L'idéal est de pouvoir faire le diagnostic lorsque la lésion n'est encore que précancéreuse. La seule chance est d'examiner les patientes de plus de 50 ans, qui se plaignent de prurit.
Quels autres diagnostics évoquer ?
* Une lichénification par grattage, d'origine souvent psychosomatique : la peau vulvaire est épaissie, avec quadrillage et accentuation des plis muqueux ; l'aspect est grisâtre plutôt qu'érythémateux. Les corticoïdes locaux en sont le traitement.
* Un psoriasis, toujours possible, mais rarement isolé ; la forme érythémateuse plus ou moins squameuse est classique, les aspects fissuraires sont possibles, en particulier dans les sillons interlabiaux, le pli fessier ou la fourchette vulvaire.
* La maladie de Paget vulvaire touche des femmes plus âgées ; c'est une forme d'adénocarcinome in situ dont le point de départ pourrait être des glandes sudoripares apocrines. Elle se présente sous forme d'un ou de plusieurs placards arciformes assez bien limités, volontiers érythémateux, mais il peut s'agir d'un aspect squameux leucokératosique, et il faut, d'une manière générale, se méfier des lésions vulvaires étiquetées eczéma ne répondant pas aux traitements corticoïdes, c'est souvent une maladie de Paget. Le point de départ est habituellement la grande lèvre, avec une diffusion ultérieure de voisinage ; il y a parfois des érosions associées. Le diagnostic se fait sur la biopsie.

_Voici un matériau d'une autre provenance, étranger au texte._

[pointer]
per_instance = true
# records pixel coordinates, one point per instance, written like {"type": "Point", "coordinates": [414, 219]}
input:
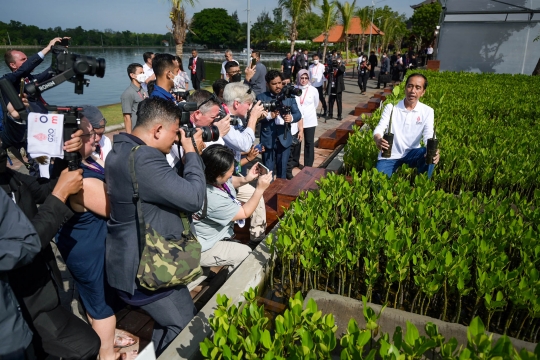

Il faut dès lors chercher un cancer profond associé qui existe dans 20 % environ des observations, de voisinage ou à distance, simultané ou différé dans l'évolution, touchant la vessie, l'utérus, les ovaires, le côlon, la peau ou le sein. Il est donc logique de recommander une coloscopie, en particulier si la marge anale est concernée par la lésion, une cystoscopie, un frottis du col, une échographie pelvienne et une mammographie.
Le traitement est plutôt chirurgical, mais avec, malheureusement, une fâcheuse propension à la récidive, ce qui explique que, chez les femmes très âgées, il y ait une place pour l'abstention, avec surveillance simple, dans la mesure où il n'a pas été mis en évidence de cancer associé et que la lésion reste relativement stable.
Conclusion
En matière de prurit vulvaire chez la femme de plus de 50 ans, l'important est l'examen ; il y a quelque chose à voir, soit du rouge, soit du blanc, soit les deux, plus ou moins bien limité. Le diagnostic différentiel n'est pas toujours facile, mais, peu importe, en cas de difficulté, la biopsie fera le diagnostic de ce prurit persistant et permettra un plan de traitement adapté... et sans retard.